Women who feature in the epic include Su'da, a Berber princess who betrays her people and falls in love with an Arab.

== Transmission ==
The Sira was initially carried orally and handed down from generation to generation often in poem form via bards and then recorded later in many variants.

The Egyptian poet and writer Abdel Rahman el-Abnudi has made an exhaustive collection of the Sira, travelling from Egypt to Libya to Tunisia to document the variants of the epic.

The epic was narrated by storytellers in cafés well into the 20th century, much like the Baibars biography.

== The Hilali performance ==
The Hilali performers come from specific families for whom these performances were once used to be their sole source of income. The performers often begin their apprenticeships at the age of five and their training goes on for at least ten years. During the course of this demanding apprenticeship the poets perfect their memory, singing and instrument playing skills and learn the art of extemporaneous commentary to render traditional plots relevant to their contemporary audiences. Traditionally, the Al-Sirah Al-Hilaliyyah has been performed at social and private events such as weddings, circumcision ceremonies and private gatherings and the performances often last between 50 and 100 hours.

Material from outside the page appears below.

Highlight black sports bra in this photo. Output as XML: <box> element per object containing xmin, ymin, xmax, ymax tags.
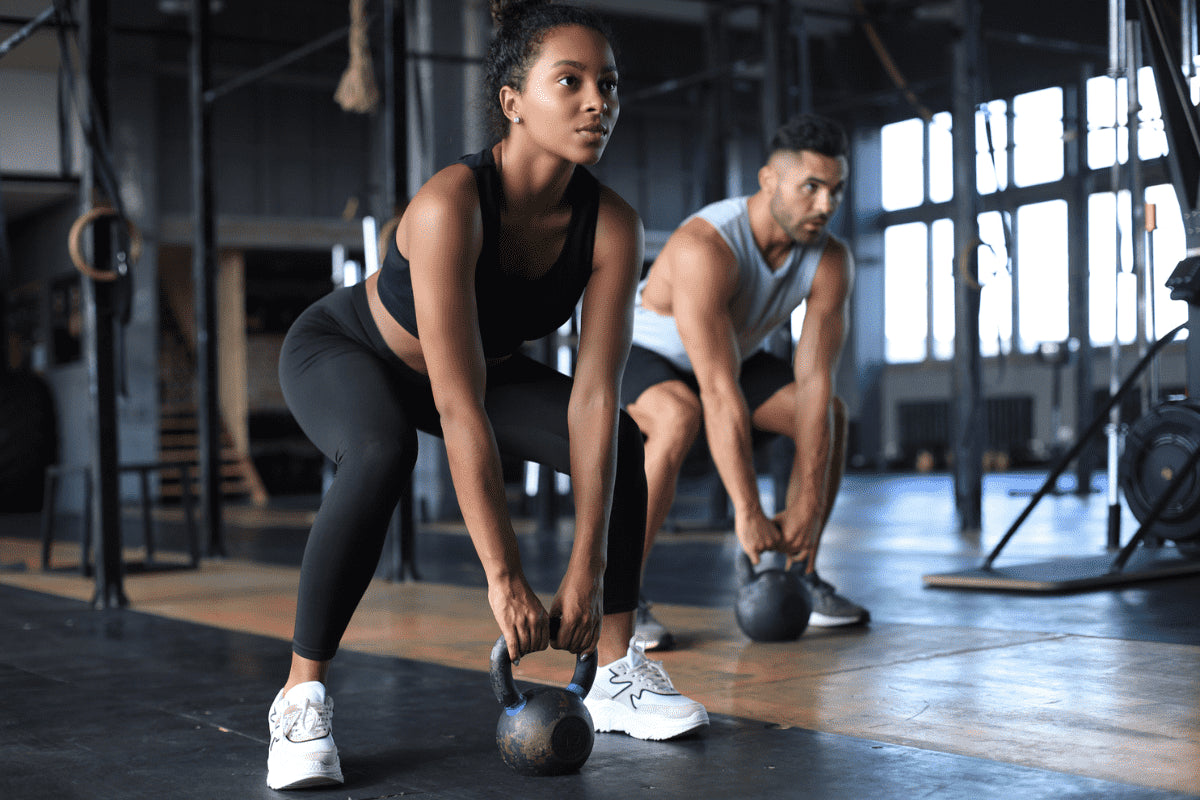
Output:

The Hilali performances have musical accompaniments mostly of wooden instruments. These include string instruments such as the rababa (the Arabic fiddle) and simsimiyya (lyre), wind instruments such as the salamiyyah, zummarah, mizmar, arghul and nay (an open ended flute) and percussion instruments such as the tabla and the tambourine.

== Cultural relevance in Egypt ==
Al-Sirah Al-Hilaliya is a living tradition that symbolises the oral traditions of communities of Upper and Lower Egypt and it blends ancient and modern music with songs and dances of the present tribes of Egypt. The Hilali thus has a considerable influence in shaping these communities’ vision, their acceptance or rejection of ideas and innovations and it helps integrate changes associated with development, modernisation in these societies.

== Threats to survival ==
Today there are very few folk poets who know Al-Sirah Al-Hilaliya in its entirety and given the socio economic changes in Egypt and the onslaught of globalisation, the Hilali epic is faced with the prospect of extinction. Documentation, classification and archiving of the epic and its artistic nuances are underway and its listing on the List of the Intangible Cultural Heritage of Humanity is expected to brighten its prospects of survival. The Al-Sirah Al-Hilaliyyah bears resemblance to the T'heydinn of Mauritania, another oral epic on the Intangible Cultural Heritage List, both as an oral history and in the source material of the exploits of the Beni Hilal tribe that both these epics derive from.